Sunday, 17 Nov 2024

Yemeni Houthis say they hit Saudi oil facility in drone, missile attack

DUBAI (REUTERS) – Yemeni Houthi forces hit a large oil facility in the southern Saudi Arabian city of Jizan in drone and missile attacks overnight, a Houthi military spokesman said on Monday (July 13).

The Saudi-led coalition fighting the Houthis said earlier that it had intercepted and destroyed four missiles and six explosive drones fired by the Houthis over the border towards Saudi Arabia.

There was no Saudi confirmation of where they were intercepted or whether anything was hit.

Oil company Saudi Aramco operates a 400,000-barrel-per-day refinery in the Red Sea city of Jizan, which lies around 60km from the Yemen border. Aramco did not immediately reply to a request for comment.

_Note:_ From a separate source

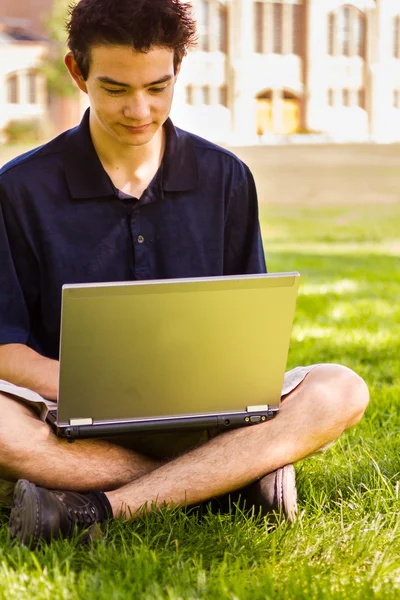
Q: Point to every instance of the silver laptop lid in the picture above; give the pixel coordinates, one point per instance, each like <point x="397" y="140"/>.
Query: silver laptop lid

“With many drones, our armed forces targeted military aircraft, pilot accommodation and Patriot systems in Khamis Mushait, and other military targets at Abha, Jizan and Najran airports,” said Mr Yahya Sarea, a Houthi military spokesman.

“Additionally, the giant oil facility in the Jizan industrial zone. The strike was accurate.”

Khamis Mushait, Abha, Jizan and Najran are all in south-west Saudi Arabia near the Yemen border.

Cross-border attacks by the Iran-aligned Houthi movement have escalated since late May when a truce prompted by the coronavirus pandemic expired. In late June, missiles reached the Saudi capital Riyadh.

The coalition, in a statement published by Saudi state news agency SPA, did not say where the objects where intercepted but said the drones had been launched from the Houthi-controlled capital Sanaa towards Saudi Arabia.

The coalition intervened in Yemen in March 2015 after the Houthis ousted the Saudi-backed, internationally recognised government from Sanaa in late 2014.

The Houthis, who control most large urban centres, say they are fighting a corrupt system.

Houthi-run news outlet Al Masirah said the coalition had carried out air strikes on various regions under Houthi control on Monday.

The United Nations has launched virtual talks among the warring parties on a permanent ceasefire and confidence-building steps to restart peace negotiations.

But discussions have been complicated by the surge in violence since the ceasefire expired.

The war has killed more than 100,000 people and caused what the United Nations describes as the world’s largest humanitarian crisis.